Come quando si va a fare la spesa in un supermercato, a quanti passa per la mente di soffermarsi a leggere fino in fondo le etichette della merce, cercando la provenienza del prodotto? Magnifici quei porri, provengono dalla Germania. Stupendi quei peperoni e quei pomodori così sodi e di grandezza perfetta, provengono dall’Olanda. Fragole, dal Marocco o dalla Spagna, come le ciliegie, e l’uva primizia, persino dal Perù o dal Sud Africa.
E chi fa caso a rinomate ditte di pasta secca con l’evidenza di “fatta in Italia” senza continuare a leggere “con grani provenienti anche da paesi non Ue” e cioè dal Canada, dall’Australia e da qualche altro paese dell’Est?
Giustamente è stata emessa a livello comunitario una serie di direttive, seppur i difensori del Made in Italy vi abbiano riscontrato delle ambiguità a danno delle nostre produzioni nazionali. Tuttavia l’attuale Ministro all’Agricoltura, Gian Marco Centinaio, per sua sensibilità alla questione delle contraffazioni e dell’«italian sounding», accogliendo le istanze della Coldiretti e dei consorzi dei marchi protetti, da anni in prima linea nella difesa del riconoscimento internazionale dei nostri prodotti, ha fatto approvare l’obbligo di indicare in etichetta l’origine di tutti gli alimenti, onde consentire scelte di acquisto consapevoli, contro gli inganni dei prodotti stranieri spacciati per Made in Italy.

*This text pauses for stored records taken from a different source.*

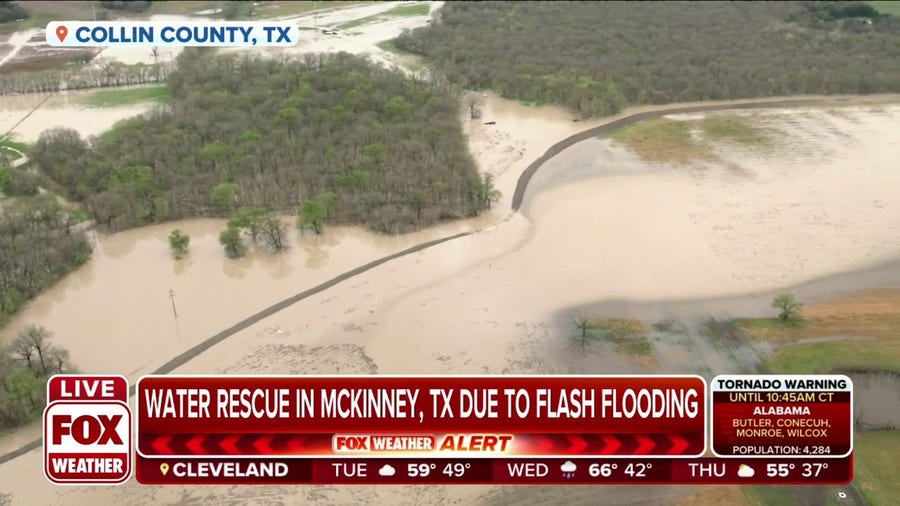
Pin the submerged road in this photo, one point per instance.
(518, 198)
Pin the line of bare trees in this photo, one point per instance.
(39, 244)
(242, 132)
(597, 57)
(25, 365)
(102, 74)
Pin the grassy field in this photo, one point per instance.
(113, 98)
(42, 12)
(876, 468)
(733, 128)
(10, 148)
(874, 314)
(628, 338)
(662, 140)
(674, 141)
(419, 9)
(870, 321)
(891, 7)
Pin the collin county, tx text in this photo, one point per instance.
(181, 34)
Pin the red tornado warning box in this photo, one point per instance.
(421, 416)
(782, 416)
(87, 430)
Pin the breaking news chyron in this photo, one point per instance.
(649, 429)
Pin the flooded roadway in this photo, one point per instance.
(599, 224)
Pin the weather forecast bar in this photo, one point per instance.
(498, 471)
(421, 416)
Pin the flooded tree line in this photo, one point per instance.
(101, 74)
(39, 246)
(26, 363)
(331, 137)
(596, 57)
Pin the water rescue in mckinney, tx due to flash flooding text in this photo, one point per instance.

L’etichetta vuol dire trasparenza, deve essere descritta tutta la filiera.
«Noi vogliamo che sia il consumatore a scegliere, lui deve sapere da dove viene il prodotto che sta per scegliere, può consumare cinese o giapponese se lo vuole, importante che sia scritto in chiaro», e pure la possibilità di conoscere la provenienza della frutta impiegata in succhi, conserve o marmellate, dei legumi in scatola o della carne utilizzata per salami e prosciutti, altro tasto dolente. Non basta venir a sapere che il luogo di trasformazione sia una fabbrica sul suolo italiano per rendere nazionale il prodotto.
Ciò è ormai a regime, con evidente aggravio di costi per le aziende, tuttavia non basta. Si continua a battere il tasto sulla consapevolezza dei connazionali verso il cibo nostrano, per innumerevoli ragioni, ma quando si va a fare la spesa ci si accorge che rari clienti si soffermano a leggere le etichette da cima a fondo, davanti e dietro, con pervicacia e pazienza. Sembra conti di più il prezzo, l’offerta, il risparmio. Più il portafoglio che la salute.
Solo gli svariati gastro-turisti si approcciano al “fatto in Italia, anzi al “fatto in loco” (come garantiscono piccoli e grandi ristoranti delle località turistiche, di mare e di montagna); la gran massa di stranieri, messo piede sul suolo italico in viaggio culturale, ci danno credito in partenza, perché italiani, anche se – andando per trattorie con menu a buon prezzo – gustano gioiosamente e inconsapevolmente un pasto all’italiana in cui per gli spaghetti sono adoperate farine ungheresi e il ragù è composto con carni balcaniche e il sugo di pomodoro viene da barattoli cinesi.
Conclusione: se il consumatore italiano o straniero, per la fretta, la convinzione di risparmiare, la superficialità, il menefreghismo, non opta la sua scelta di cibarie verso il garantito Made in Italy, obiettivamente nemmeno tante energie da parte degli imprenditori vengono premiate.